Rimase assorto per qualche istante, come se si fosse appena reso conto di qualcosa. Nel frattempo, io ero un fascio di nervi: voleva davvero punirmi per via delle tubature?
Voglio dire, avevo fatto di peggio in vita mia. E punirmi per via delle tubature era davvero... ingiusto. Sì, ingiusto!
«Mi dispiace, Nord», farfugliai.
«No no, non ti preoccupare...», borbottò lui, pensieroso, ma un attimo dopo si riprese: «No, aspetta! Non è per questo che ho ragione di essere arrabbiato con te! Jack, dimmi chi è la Regina d’Inverno! E’ una tua amica? Siete compagni, soci in affari?»
Un attimo.
E chi doveva essere questa Regina d’Inverno? Io non conoscevo nessuna Regina d’Inverno.
«Un attimo, Nord, ma di chi parli?», chiesi, nel mio stato di confusione.
Lui, per un attimo, mi fissò senza guardarmi veramente. Forse, si aspettava che fossi già al corrente di ciò che mi stava dicendo, ma – ripeto – davvero non conoscevo nessuna donna con quell’appellativo.
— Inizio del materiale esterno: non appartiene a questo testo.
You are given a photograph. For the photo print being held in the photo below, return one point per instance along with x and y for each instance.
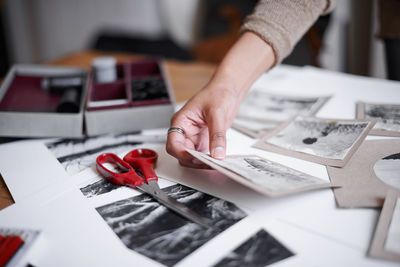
(267, 36)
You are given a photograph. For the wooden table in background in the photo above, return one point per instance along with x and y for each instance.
(186, 79)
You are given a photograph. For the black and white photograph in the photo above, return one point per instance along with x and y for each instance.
(387, 170)
(325, 141)
(77, 155)
(253, 128)
(262, 249)
(98, 187)
(387, 117)
(154, 231)
(267, 174)
(267, 106)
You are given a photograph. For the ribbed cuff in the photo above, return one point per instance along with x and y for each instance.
(281, 23)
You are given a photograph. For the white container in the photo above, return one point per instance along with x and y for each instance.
(105, 69)
(41, 124)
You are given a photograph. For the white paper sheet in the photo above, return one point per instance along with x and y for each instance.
(392, 242)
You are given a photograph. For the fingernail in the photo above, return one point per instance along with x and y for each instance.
(196, 162)
(218, 153)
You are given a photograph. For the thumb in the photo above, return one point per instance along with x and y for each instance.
(217, 134)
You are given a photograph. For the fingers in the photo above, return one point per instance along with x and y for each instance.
(178, 142)
(217, 133)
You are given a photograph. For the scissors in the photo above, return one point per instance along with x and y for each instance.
(145, 160)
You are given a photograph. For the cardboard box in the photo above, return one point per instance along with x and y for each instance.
(140, 98)
(29, 110)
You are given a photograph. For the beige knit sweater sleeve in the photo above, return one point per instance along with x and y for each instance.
(281, 23)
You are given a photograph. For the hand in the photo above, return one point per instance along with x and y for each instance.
(205, 119)
(206, 116)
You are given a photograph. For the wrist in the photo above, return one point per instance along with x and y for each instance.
(244, 63)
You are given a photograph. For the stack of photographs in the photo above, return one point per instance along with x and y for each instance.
(387, 117)
(325, 141)
(372, 171)
(266, 177)
(262, 112)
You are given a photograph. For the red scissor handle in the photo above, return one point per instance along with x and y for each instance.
(144, 159)
(128, 177)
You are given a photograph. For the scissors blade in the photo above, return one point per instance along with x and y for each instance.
(154, 190)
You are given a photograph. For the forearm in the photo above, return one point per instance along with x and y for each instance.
(243, 64)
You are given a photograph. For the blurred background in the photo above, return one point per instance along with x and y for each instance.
(37, 31)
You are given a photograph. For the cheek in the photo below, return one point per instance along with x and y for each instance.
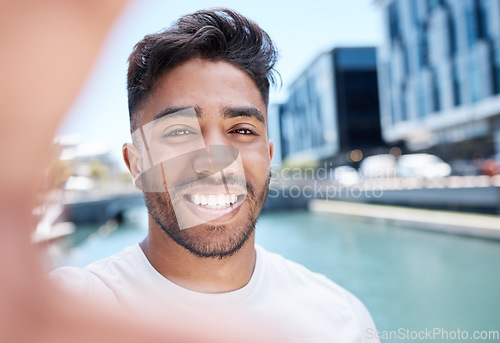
(256, 163)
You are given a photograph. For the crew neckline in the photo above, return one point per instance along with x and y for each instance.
(207, 299)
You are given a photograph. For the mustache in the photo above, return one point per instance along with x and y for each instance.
(225, 181)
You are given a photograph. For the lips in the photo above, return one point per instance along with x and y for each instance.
(211, 206)
(213, 201)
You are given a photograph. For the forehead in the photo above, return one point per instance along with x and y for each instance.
(210, 86)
Lui sgranò gli occhi e, dopo aver preso un respiro profondo, mi disse: «Jack, sto parlando della Regina d’Inverno. Nelle Terre del Nord dicono che sia la padrona del ghiaccio e della neve. Una specie di detentrice di poteri magici. E questi poteri magici, Jack, sono molto simili ai tuoi.»
Rimasi a bocca spalancata. E sarebbe dire poco, se dicessi che ero stupito.
Per quanto ne sapevo, ero l’unico in grado di manipolare i ghiaccio, la neve, le bufere, eccetera. E tanto meno pensavo che ci fosse una donna capace di servirsi dei miei stessi poteri.
Inoltre... Beh, ma l’Uomo sulla Luna non poteva aver dato questo compito a due persone.
Fissai Nord con sguardo, ironia, ghiacciato.
 
Se fino a quel momento avevo creduto di essere l’unico, adesso come avrei dovuto sentirmi?